Ijraset Journal For Research in Applied Science and Engineering Technology
Authors: Mr. Chirag Desai, Shubham Bhadra, Mehul Parekh
DOI Link: https://doi.org/10.22214/ijraset.2023.54740
Certificate: View Certificate
In contrast to the past, the availability of digital music has increased thanks to online music streaming services that can be accessed from mobile phones. It becomes tedious to sort through all of the songs and results in information overload. Many people consider music to be an integral part of their lives and place great value on it. When a person is joyful, depressed, or emotional, he prefers to listen to music to unwind his mind. Users frequently use search engines to find songs of interest to them, but as technology has advanced, other approaches to searching have been adopted. As a result, creating a music recommendation system that can browse song albums automatically and suggest appropriate songs to users is quite advantageous. Utilising such system based on the user’s mood, it can anticipate and then present the appropriate songs to its users. Our work is unique in that the developed recommender system is based on the user’s mood. There are two known methods for creating content-based music recommendation systems. The first methodology, which makes use of a powerful classification algorithm, is quite popular, while the second one uses deep learning algorithms to augment the performance of the recommender system.
I. INTRODUCTION
Music has an essential role in augmenting an individual’s life because it is a source of amusement for song listeners and buffs, and it can even be therapeutic at times. We want to build a music recommendation system based on user sentiment. With the rise of internet streaming services, music recommendation systems have seen a surge in use in recent years. Many kinds of recommender systems are employed nowadays, therefore deciding on a better technique to enhance the fundamental neighbourhood model of our particular application is a key component of our research. There have been very few pieces of literature that apply for a deep learning framework in music recommendation, particularly on audio. Our system consists of three modules: User authentication, music classification, and a recommendation module that includes mood-based and searchbased recommendations. A musicbot is supplied in which the user may enter their mood [calm, sad, energetic, joyful] and the system will provide the finest songs to them. The Recommendation Module recommends songs to the user by mapping their feelings to the mood type of the song and taking into consideration their personal tastes.As a result of ever-increasing discoveries in multimedia and technology, several music players with features such as volume modification, genre classification, and suggestion have been developed in today’s globe.
Although these functions meet the user’s fundamental needs, the user must actively browse through the song’s library and select songs based on the present behaviour and mood. That is an individual’s requirement; a user suffers sporadically from the urge and desire to browse through his library, depending on the mood and emotions.

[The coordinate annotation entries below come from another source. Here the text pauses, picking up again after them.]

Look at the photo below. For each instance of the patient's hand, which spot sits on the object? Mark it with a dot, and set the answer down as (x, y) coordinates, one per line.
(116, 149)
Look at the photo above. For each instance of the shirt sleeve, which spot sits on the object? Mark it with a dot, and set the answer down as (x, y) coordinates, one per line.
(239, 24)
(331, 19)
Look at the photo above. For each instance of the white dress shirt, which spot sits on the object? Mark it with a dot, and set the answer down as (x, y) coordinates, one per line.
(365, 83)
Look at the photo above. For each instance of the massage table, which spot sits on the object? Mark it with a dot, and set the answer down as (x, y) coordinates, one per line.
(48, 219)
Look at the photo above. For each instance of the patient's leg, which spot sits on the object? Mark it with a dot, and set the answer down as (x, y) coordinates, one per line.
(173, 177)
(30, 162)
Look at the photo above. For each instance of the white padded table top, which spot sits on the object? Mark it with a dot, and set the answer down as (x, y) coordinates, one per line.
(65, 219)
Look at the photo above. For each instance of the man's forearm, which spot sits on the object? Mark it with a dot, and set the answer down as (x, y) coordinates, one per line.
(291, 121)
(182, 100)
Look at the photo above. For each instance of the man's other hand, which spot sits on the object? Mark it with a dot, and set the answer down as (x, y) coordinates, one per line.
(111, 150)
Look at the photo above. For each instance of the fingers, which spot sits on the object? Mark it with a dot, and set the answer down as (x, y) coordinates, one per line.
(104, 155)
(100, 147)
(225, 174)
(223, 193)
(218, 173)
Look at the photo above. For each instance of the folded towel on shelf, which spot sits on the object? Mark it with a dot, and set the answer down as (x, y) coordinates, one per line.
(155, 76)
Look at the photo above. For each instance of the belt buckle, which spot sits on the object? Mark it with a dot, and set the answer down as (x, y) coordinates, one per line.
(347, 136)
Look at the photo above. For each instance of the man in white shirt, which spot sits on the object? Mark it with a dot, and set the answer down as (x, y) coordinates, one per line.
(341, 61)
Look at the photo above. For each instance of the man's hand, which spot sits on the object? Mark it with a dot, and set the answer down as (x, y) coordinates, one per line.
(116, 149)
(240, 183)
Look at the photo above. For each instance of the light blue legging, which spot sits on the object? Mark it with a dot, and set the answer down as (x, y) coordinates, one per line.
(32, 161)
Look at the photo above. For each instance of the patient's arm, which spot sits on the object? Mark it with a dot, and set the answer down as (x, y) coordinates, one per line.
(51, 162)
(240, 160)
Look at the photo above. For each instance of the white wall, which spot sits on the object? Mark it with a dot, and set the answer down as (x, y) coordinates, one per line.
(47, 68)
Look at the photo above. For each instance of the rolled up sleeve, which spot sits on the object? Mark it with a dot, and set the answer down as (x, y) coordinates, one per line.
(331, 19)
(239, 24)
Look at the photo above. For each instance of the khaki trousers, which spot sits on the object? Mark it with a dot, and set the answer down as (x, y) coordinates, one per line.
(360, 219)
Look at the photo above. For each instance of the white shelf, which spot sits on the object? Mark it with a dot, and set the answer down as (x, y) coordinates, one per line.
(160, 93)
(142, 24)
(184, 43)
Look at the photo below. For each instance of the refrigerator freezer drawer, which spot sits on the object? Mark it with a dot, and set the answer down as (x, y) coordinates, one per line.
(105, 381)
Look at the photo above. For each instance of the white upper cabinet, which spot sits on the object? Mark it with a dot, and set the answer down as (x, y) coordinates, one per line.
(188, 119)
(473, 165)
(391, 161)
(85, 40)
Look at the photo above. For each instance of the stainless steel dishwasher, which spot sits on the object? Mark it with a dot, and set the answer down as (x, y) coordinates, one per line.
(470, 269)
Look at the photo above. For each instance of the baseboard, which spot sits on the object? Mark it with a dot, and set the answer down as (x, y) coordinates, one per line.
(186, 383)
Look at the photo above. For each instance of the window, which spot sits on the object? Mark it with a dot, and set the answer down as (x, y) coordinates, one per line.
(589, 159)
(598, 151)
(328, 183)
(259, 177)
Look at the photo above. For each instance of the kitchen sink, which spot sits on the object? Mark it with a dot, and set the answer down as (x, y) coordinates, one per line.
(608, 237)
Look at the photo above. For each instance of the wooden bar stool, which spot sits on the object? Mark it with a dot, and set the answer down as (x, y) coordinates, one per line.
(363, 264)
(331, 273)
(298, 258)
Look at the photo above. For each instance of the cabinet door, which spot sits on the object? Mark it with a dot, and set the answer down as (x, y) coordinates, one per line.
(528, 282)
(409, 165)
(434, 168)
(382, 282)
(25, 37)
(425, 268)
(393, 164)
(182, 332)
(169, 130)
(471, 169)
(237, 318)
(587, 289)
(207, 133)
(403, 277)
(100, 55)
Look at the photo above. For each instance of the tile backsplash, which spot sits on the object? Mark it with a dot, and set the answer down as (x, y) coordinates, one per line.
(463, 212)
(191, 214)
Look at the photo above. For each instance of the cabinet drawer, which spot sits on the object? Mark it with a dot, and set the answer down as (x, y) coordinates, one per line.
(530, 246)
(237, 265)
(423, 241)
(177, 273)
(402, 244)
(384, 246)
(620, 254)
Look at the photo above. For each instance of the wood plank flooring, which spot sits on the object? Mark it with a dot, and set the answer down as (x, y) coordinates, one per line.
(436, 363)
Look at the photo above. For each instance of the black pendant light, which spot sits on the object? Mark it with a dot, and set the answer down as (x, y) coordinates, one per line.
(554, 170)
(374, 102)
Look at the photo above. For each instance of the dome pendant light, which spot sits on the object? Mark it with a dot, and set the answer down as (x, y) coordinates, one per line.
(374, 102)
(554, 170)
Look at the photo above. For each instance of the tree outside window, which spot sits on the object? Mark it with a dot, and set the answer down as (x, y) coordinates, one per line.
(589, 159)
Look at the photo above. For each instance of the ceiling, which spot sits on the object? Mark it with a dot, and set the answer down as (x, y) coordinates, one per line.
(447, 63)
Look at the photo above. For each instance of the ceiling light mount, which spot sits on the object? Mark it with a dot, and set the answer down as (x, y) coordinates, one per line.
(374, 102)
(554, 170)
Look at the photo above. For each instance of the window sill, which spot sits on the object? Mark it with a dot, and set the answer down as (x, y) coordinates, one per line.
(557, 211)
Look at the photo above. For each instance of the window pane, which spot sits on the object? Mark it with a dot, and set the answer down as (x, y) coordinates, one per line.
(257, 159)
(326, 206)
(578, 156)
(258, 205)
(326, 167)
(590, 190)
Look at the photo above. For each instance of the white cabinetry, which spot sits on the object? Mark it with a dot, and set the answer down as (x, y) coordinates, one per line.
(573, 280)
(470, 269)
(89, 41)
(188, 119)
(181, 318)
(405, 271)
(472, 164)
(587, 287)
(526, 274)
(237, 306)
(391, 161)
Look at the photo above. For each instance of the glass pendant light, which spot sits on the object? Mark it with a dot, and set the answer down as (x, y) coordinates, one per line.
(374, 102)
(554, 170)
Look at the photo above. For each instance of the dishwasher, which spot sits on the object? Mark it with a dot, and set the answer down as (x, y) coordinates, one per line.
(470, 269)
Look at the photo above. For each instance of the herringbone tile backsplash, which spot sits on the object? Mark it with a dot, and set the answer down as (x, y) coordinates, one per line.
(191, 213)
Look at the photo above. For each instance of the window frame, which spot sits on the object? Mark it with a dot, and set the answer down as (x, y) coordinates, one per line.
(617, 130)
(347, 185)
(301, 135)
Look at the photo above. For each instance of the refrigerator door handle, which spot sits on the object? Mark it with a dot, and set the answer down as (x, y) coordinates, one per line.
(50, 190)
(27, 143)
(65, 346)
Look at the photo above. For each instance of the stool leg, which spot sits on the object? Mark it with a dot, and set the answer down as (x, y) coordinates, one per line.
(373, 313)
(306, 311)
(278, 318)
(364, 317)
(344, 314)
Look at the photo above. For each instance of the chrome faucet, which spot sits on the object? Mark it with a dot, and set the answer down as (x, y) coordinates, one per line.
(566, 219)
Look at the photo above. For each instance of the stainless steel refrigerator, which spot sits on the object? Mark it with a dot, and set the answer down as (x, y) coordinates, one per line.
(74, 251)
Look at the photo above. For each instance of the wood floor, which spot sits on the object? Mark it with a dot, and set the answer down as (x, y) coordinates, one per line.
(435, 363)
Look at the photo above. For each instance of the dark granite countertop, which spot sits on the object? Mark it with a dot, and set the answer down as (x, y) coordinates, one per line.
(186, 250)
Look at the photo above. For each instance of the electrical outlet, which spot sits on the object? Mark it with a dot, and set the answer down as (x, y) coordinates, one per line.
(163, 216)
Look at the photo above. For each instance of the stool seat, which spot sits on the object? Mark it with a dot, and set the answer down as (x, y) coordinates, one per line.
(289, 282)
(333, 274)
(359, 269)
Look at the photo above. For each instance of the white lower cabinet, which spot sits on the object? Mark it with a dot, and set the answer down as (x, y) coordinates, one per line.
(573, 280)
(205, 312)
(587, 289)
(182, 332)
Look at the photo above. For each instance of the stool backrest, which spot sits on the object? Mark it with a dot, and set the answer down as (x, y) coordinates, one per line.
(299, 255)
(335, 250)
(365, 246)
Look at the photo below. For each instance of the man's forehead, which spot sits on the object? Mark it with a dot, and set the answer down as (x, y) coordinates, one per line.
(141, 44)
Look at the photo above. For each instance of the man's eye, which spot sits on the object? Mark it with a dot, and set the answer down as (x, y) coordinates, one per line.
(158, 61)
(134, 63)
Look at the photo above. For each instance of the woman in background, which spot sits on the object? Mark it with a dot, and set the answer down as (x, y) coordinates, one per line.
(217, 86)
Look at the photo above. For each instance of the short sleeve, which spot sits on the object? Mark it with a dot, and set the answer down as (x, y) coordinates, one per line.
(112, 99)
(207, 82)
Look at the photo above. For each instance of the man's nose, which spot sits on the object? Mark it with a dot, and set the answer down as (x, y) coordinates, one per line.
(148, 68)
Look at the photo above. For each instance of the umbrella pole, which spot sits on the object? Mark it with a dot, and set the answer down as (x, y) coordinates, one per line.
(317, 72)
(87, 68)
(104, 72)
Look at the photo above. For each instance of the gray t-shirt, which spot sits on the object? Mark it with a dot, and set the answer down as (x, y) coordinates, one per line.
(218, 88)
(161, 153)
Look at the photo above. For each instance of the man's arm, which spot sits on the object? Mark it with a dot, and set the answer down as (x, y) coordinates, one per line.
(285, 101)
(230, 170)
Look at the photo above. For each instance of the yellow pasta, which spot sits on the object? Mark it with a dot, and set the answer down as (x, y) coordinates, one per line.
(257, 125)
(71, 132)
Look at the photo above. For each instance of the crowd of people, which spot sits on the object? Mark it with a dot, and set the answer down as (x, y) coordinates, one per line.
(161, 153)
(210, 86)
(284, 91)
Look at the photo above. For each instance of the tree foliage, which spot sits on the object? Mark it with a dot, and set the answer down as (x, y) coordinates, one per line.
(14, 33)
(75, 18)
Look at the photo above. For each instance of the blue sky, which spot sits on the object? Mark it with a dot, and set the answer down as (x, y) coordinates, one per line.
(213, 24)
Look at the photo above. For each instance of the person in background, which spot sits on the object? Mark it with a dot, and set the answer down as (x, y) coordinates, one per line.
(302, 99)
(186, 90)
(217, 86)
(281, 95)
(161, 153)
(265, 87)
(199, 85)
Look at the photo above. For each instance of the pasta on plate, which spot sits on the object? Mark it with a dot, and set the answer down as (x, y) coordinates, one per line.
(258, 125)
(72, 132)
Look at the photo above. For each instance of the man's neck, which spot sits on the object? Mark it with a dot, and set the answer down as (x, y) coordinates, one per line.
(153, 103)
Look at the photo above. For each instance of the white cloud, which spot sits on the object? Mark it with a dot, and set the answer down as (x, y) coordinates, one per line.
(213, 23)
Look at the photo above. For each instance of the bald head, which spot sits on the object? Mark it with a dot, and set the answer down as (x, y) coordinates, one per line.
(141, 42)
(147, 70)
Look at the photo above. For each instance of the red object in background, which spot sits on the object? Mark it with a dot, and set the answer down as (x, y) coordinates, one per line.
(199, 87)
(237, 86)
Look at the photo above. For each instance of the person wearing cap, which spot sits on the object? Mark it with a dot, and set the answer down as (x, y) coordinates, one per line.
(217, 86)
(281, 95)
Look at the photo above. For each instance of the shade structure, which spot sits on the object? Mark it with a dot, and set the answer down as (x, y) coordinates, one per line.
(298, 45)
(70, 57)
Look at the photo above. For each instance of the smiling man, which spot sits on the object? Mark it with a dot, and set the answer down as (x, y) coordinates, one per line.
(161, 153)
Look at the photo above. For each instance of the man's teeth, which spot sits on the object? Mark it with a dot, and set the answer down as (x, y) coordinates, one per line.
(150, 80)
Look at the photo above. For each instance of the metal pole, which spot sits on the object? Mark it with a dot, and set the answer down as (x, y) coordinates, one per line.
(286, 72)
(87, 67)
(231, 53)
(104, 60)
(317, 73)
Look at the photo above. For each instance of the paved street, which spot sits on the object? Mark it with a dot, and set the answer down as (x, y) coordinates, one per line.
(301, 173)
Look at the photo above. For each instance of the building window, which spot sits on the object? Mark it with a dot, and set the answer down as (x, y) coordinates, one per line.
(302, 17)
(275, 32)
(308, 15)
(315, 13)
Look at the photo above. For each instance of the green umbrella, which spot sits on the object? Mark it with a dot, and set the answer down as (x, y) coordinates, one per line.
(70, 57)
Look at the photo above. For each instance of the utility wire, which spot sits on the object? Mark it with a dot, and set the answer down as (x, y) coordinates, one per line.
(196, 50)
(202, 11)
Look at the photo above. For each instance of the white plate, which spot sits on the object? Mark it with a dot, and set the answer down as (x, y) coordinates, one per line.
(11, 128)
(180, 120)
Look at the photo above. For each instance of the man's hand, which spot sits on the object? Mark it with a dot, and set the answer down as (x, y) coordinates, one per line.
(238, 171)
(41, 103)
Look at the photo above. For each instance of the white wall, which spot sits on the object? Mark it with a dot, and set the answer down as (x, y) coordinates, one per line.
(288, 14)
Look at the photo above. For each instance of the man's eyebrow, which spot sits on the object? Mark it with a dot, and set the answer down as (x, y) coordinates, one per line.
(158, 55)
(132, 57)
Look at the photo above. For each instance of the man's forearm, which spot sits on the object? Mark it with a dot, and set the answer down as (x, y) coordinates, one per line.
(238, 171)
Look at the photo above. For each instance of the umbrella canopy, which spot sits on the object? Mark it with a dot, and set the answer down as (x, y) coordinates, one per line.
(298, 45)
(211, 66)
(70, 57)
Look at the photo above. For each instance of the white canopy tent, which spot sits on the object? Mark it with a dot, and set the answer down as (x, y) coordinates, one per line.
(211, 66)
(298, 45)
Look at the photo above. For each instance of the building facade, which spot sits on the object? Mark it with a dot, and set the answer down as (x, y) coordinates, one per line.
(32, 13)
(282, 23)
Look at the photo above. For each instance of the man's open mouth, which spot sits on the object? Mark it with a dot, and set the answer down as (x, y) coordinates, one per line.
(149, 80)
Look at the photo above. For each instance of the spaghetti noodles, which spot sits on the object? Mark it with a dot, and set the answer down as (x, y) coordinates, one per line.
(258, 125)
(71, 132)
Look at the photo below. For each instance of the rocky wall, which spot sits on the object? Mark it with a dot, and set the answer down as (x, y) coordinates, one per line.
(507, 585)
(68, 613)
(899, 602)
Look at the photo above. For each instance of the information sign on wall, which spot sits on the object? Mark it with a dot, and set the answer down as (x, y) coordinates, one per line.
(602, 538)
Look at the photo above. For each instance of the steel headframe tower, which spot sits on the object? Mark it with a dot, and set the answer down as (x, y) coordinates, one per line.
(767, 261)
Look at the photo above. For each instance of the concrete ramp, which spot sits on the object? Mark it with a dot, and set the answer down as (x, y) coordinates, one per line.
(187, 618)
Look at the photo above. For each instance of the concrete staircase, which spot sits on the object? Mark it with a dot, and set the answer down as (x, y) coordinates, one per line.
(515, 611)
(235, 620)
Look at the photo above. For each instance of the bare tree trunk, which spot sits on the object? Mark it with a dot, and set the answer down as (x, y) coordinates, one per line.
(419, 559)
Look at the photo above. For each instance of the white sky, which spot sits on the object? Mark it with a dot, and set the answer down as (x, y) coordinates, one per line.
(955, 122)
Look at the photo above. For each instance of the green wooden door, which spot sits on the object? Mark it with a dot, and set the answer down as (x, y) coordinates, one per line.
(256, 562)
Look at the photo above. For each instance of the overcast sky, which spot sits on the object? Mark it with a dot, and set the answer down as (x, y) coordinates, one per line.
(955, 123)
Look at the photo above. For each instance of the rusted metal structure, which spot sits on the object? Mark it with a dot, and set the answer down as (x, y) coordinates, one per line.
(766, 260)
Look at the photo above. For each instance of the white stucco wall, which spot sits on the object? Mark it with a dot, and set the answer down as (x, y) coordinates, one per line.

Because this activity was time-consuming and an individual frequently struggled to find an adequate list of songs, we decided to create a mood-based music recommendation system.
II. LITERATURE REVIEW
This section explains all of the research papers we took into consideration before proceeding with our project.
The project mentioned in the paper (1) aims to record the emotion displayed on a person’s face. The web camera UI on computer systems is used by a music player to record human emotion. The software takes a user’s image and uses image processing techniques to extract features from a target person’s face in an effort to determine what emotion they are attempting to convey. The project is developed to augment the user’s mood by playing music that fits their needs while simultaneously recording their image.
The user’s recommended song list is the form of music recommendation. In this paper (2), we investigate an emotion-aware PMRS that can suggest songs from various genres based on the user’s preference and current emotion. The user’s data includes both the user’s music listening history and personal data about them, including their age, gender, location, environment, when the data was collected, their emotions, etc. Every user of the system whose data is maintained by the PMRS is stored in the data repository. The PMRS employs the weighted feature extraction (WFE) methodology and the DCNN methodology based on the two types of data that are available. The DCNN method categorises the music data based on the song’s metadata and audio signals.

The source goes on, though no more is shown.